By way of collaboration, WSU, through the Department of Higher Education and Training’s (DHET) University Capacity Development Programme (UCDP), seeks to achieve this particular mandate by ensuring that five key deliverable are met, including:

  • Staff and Curriculum development for improving communication skills of engineering students;
  • Staff capacity development towards teaching for the “world of work”;
  • Application of Project and Problem-based learning as a Teaching and Learning Strategy
  • Development of staff capacity to undertake postgraduate supervision
  • Research on Curriculum mapping as a tool for curriculum analysis


Gerber said all the measures envisaged in the programme were aimed at producing graduates that are employable and add value to the workplace.

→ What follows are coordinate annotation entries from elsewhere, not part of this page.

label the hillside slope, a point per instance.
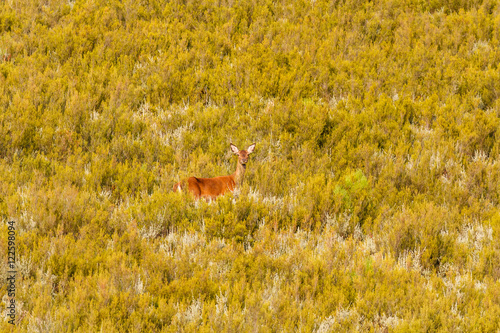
(371, 202)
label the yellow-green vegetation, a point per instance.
(371, 202)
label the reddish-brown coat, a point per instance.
(210, 188)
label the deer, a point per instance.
(211, 188)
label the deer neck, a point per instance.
(239, 174)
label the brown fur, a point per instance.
(210, 188)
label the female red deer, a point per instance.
(210, 188)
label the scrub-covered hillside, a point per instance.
(370, 203)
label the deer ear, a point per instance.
(235, 149)
(251, 148)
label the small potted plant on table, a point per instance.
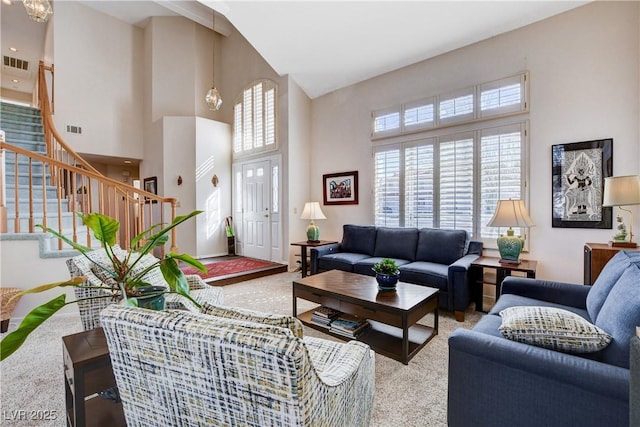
(387, 273)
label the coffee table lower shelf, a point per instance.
(382, 338)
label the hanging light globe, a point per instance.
(38, 10)
(213, 99)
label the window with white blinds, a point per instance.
(418, 184)
(387, 187)
(451, 181)
(254, 119)
(490, 100)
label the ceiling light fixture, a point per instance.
(213, 98)
(38, 10)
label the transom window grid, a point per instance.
(490, 100)
(452, 181)
(254, 119)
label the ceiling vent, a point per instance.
(16, 67)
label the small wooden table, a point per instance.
(393, 316)
(502, 271)
(87, 371)
(303, 251)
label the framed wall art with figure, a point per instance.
(340, 188)
(579, 170)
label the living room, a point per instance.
(583, 66)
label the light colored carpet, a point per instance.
(412, 395)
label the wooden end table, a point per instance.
(87, 371)
(502, 271)
(393, 316)
(303, 251)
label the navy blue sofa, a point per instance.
(497, 382)
(430, 257)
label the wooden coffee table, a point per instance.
(393, 316)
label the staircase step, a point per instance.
(8, 124)
(38, 147)
(13, 136)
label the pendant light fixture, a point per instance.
(38, 10)
(213, 98)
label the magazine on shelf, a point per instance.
(348, 325)
(327, 312)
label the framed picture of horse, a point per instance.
(340, 188)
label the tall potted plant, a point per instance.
(124, 283)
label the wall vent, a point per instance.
(74, 129)
(12, 62)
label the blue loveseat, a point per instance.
(496, 382)
(431, 257)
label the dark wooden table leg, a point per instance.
(303, 256)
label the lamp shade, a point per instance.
(621, 190)
(312, 211)
(511, 213)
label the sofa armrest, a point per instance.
(320, 251)
(545, 290)
(497, 382)
(458, 283)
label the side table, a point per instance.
(303, 251)
(87, 371)
(502, 270)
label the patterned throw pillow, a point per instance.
(552, 328)
(280, 320)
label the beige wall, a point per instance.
(584, 67)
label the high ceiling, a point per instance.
(323, 45)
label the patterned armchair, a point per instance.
(90, 308)
(183, 368)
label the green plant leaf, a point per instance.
(188, 259)
(35, 318)
(104, 228)
(74, 245)
(151, 243)
(71, 282)
(174, 276)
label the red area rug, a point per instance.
(232, 266)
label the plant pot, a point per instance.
(151, 297)
(386, 282)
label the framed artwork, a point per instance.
(579, 170)
(150, 185)
(340, 188)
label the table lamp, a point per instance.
(312, 212)
(622, 191)
(510, 213)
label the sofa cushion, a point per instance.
(365, 265)
(511, 300)
(339, 261)
(552, 328)
(607, 279)
(441, 246)
(280, 320)
(396, 243)
(620, 314)
(425, 273)
(359, 239)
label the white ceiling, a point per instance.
(327, 45)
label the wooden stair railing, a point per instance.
(77, 190)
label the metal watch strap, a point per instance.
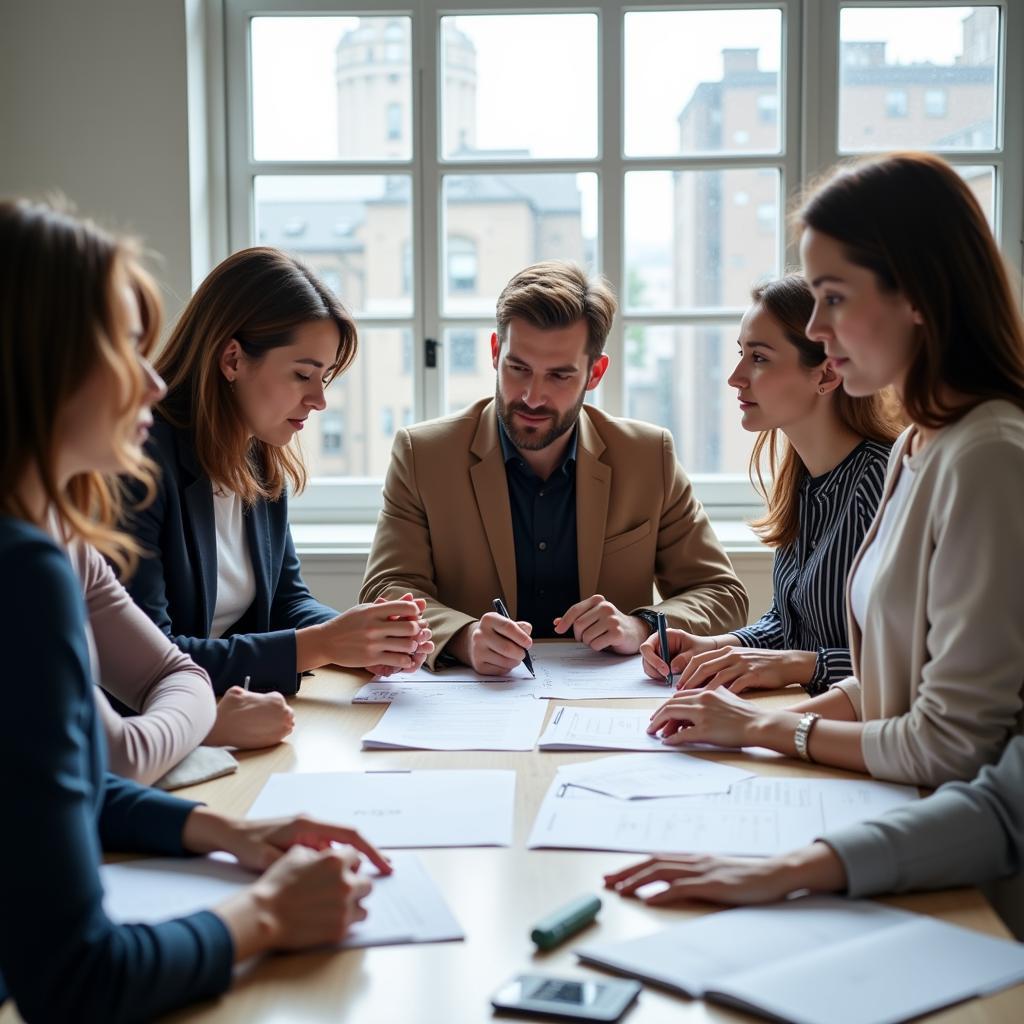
(650, 617)
(803, 733)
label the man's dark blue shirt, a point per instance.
(544, 525)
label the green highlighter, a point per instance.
(564, 922)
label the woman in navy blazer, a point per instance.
(248, 361)
(75, 395)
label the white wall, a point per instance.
(93, 102)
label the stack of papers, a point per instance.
(386, 691)
(455, 674)
(758, 817)
(820, 961)
(400, 808)
(466, 717)
(644, 776)
(566, 671)
(406, 906)
(573, 672)
(600, 729)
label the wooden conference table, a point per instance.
(496, 894)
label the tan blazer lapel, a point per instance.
(593, 489)
(492, 489)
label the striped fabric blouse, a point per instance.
(808, 609)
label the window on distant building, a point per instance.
(896, 103)
(462, 265)
(768, 108)
(935, 102)
(462, 358)
(418, 207)
(332, 432)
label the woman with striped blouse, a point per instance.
(827, 470)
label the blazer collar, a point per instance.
(593, 492)
(492, 491)
(491, 487)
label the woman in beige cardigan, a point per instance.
(911, 292)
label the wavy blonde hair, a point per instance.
(59, 322)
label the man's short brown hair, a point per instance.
(555, 294)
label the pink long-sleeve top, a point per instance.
(133, 660)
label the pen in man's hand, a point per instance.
(663, 638)
(502, 610)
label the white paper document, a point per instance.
(400, 808)
(454, 673)
(639, 776)
(758, 817)
(573, 672)
(495, 723)
(406, 906)
(622, 729)
(464, 691)
(600, 729)
(820, 961)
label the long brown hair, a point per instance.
(59, 321)
(912, 220)
(790, 302)
(256, 296)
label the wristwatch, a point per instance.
(803, 733)
(650, 617)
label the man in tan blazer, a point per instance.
(568, 514)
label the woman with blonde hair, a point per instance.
(826, 454)
(248, 361)
(75, 389)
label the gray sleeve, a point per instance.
(964, 835)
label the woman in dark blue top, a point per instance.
(826, 458)
(74, 393)
(247, 363)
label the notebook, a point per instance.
(819, 961)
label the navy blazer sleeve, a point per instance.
(293, 605)
(264, 650)
(61, 958)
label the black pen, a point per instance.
(663, 636)
(502, 610)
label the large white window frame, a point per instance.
(808, 137)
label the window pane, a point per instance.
(677, 378)
(365, 407)
(699, 239)
(332, 88)
(982, 182)
(921, 77)
(518, 86)
(355, 232)
(496, 224)
(722, 92)
(469, 374)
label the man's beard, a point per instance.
(535, 438)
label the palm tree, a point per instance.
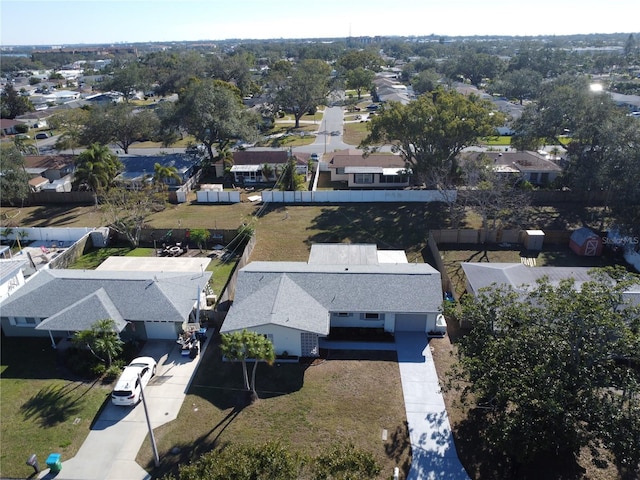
(240, 346)
(96, 168)
(267, 171)
(102, 340)
(161, 174)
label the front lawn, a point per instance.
(43, 408)
(353, 397)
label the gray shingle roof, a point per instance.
(306, 293)
(517, 275)
(135, 295)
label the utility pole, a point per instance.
(154, 447)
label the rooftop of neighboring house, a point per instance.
(260, 157)
(523, 161)
(351, 158)
(48, 162)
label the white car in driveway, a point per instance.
(133, 379)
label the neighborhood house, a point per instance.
(143, 304)
(372, 171)
(249, 166)
(295, 304)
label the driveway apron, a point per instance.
(109, 451)
(434, 454)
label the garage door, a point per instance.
(411, 322)
(161, 330)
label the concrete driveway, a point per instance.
(434, 455)
(110, 449)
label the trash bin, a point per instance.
(54, 463)
(33, 462)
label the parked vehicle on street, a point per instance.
(133, 379)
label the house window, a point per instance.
(309, 344)
(363, 178)
(393, 179)
(24, 321)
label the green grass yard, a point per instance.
(43, 409)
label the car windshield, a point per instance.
(123, 393)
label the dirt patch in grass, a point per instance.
(306, 407)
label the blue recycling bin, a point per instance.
(54, 463)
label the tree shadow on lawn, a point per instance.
(32, 358)
(481, 461)
(390, 226)
(220, 383)
(54, 404)
(51, 214)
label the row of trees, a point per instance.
(555, 369)
(276, 461)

“In order for us to do this we need to develop curriculum, assessments and methodologies that speak to this. As a university we need to be responsive and take a quality assurance approach to ensuring that we respond to the needs of our students and by virtue, the industry,” he said.


Erina Basson, an 18-year veteran who has been teaching professional communication to engineering students since the establishment of Stellenbosch University’s Language Centre in 2005, couldn’t stress enough the importance of being able to write efficiently.

She said a healthy and productive working relationship with Stellenbosch University’s engineering department has ensured that the competencies entailed in professional communication, which include academic literacy and business communication, are an intrinsic part of the programme’s curriculum.


“It’s critical that engineers should be able to communicate about their work with other engineers, but it’s equally important that they know how to talk to the general public. There’s no victory in coming up with a great discovery or product but you can’t effectively communicate what that product is about,” she said.


Coventry University Associate Head of School-Student Experience for the School of Computing, Electronics and Maths, Dr Farzana Aslam, said the programme would be infinitely beneficial not just for WSU, but for her institution as well.


“My specific role in the initiative will be to lead the curriculum development, staff capacitation and embedded employability. As a University, we’ve carried out research with regards to this issue and have had some of our work endorsed by the House of Lords – a great honour and recognition,” said Aslam.


The programme commenced in June this year and is set to run until June 2018.